FRIEDEBURG - Zwar war Maike Behrens von Jugendparlament nur mit beratender Stimme anwesend, traf auf der Sitzung des Ausschusses für Finanzen, Wirtschaft und Tourismus am Montagabend jedoch den Nagel auf den Kopf: 'Ohne das Friedeburger Festival stirbt Friedeburg über kurz oder lang aus'.

Wenngleich die mehrtägige Veranstaltung für die Gemeinde schon seit Jahren ein Verlustgeschäft ist, so verschwendeten auch die anderen Ausschussmitglieder auf der vom Ausschussvorsitzenden Henning Weißbach (CDU) geleiteten Sitzung keinen Gedanken daran, das Festival in der Versenkung verschwinden zu lassen. Im Gegenteil, denn die einst vom Gewerbeverein ins Leben gerufene Veranstaltung stärkt nicht nur das Zusammengehörigkeitsgefühl der 13 Friedeburger Ortschaften, sondern hat, alleine schon wegen des Burgfräuleins, eine große Außenwirkung und Anziehungskraft.

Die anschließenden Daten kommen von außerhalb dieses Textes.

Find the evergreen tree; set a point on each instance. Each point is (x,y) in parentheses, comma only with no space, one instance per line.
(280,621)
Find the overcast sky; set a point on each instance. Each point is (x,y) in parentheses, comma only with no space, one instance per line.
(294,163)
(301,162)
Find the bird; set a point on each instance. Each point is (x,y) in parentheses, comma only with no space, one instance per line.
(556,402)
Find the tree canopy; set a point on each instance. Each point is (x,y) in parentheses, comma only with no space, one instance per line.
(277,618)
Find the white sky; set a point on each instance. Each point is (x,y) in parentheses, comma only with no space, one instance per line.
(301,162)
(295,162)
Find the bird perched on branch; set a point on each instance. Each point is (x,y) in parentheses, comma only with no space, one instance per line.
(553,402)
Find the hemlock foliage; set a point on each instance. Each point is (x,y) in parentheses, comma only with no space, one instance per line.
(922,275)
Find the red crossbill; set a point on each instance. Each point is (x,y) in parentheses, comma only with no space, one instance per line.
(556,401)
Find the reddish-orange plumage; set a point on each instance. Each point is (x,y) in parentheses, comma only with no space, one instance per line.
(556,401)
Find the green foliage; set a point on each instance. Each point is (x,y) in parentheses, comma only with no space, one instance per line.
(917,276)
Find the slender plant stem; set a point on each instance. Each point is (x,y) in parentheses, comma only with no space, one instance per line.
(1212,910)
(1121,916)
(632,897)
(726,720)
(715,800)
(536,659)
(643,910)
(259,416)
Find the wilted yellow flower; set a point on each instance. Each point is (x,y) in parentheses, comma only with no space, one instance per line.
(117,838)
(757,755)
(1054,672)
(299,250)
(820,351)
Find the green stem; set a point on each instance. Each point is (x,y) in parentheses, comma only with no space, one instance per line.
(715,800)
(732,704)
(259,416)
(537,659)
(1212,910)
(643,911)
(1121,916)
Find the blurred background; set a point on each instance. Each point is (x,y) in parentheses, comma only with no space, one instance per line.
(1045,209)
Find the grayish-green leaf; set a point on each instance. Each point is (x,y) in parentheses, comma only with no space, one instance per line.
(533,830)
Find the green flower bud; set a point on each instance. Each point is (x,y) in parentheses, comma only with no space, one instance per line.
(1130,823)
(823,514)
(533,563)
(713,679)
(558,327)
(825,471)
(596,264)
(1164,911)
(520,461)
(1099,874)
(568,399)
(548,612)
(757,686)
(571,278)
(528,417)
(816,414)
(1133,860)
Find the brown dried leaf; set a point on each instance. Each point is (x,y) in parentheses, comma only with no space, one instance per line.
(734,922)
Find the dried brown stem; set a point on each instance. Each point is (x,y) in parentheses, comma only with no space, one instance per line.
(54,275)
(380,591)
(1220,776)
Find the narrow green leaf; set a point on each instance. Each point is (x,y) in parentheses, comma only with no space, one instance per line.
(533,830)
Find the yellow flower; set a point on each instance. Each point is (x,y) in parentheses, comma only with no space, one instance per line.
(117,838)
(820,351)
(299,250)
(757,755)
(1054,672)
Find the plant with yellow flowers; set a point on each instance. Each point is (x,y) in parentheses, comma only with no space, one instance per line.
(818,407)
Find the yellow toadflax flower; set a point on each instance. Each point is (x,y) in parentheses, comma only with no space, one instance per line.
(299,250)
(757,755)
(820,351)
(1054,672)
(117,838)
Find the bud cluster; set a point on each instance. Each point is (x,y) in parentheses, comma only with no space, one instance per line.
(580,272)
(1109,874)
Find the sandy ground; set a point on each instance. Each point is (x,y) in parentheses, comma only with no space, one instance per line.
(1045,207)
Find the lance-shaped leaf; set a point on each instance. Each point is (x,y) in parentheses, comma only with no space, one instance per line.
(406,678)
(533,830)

'Wir sind auf einem guten Weg, dem Festival-Sonntag durch das Mitwirken der vielen Vereine und Verbände einen Widererkennungswert und Individualität zu geben. Diese sogenannten ‚Gürtelhändler’ gibt es bei uns nicht', so Bürgermeisterin Karin Emmelmann.

Diesen und anderen positiven Aspekten, die auf der Sitzung von allen politischen Seiten sehr deutlich vorgebracht wurden, steht allerdings die Abrechnung des Festivals aus 2011 entgegen. Ihr ist zu entnehmen, dass das im dritten Jahr in Folge von der Gemeinde und der Tourist-Information federführend organisierte und durchgeführte Festival in Kooperation mit den Gewerbetreibenden, Vereinen, Gruppen und Einzelpersonen dem Haushalt nach Abzug der Einnahmen mit 7619,50 Euro zur Last gefallen ist.

Zur Kostenreduzierung wird nun geprüft, ob einzelne Positionen künftig eingespart oder weitere Einnahmequellen durch die Beteiligung der Gewerbetreibenden erschlossen werden können. So sollen beispielsweise die Standgebühren für gewerbliche Stände angehoben werden. Eine finanzielle Beteiligung durch die örtlichen Vereine und Gruppen soll allerdings auch weiterhin auf ein Minimum reduziert werden. Darüber hinaus finden momentan Gespräche mit einem eventuellen Sponsor statt.

Am Ende sprachen sich die Ausschussmitglieder dafür aus, dass das Festival auch in diesem Jahr von der Gemeinde organisiert und durchgeführt wird. Abschließend muss darüber nun der Rat entscheiden.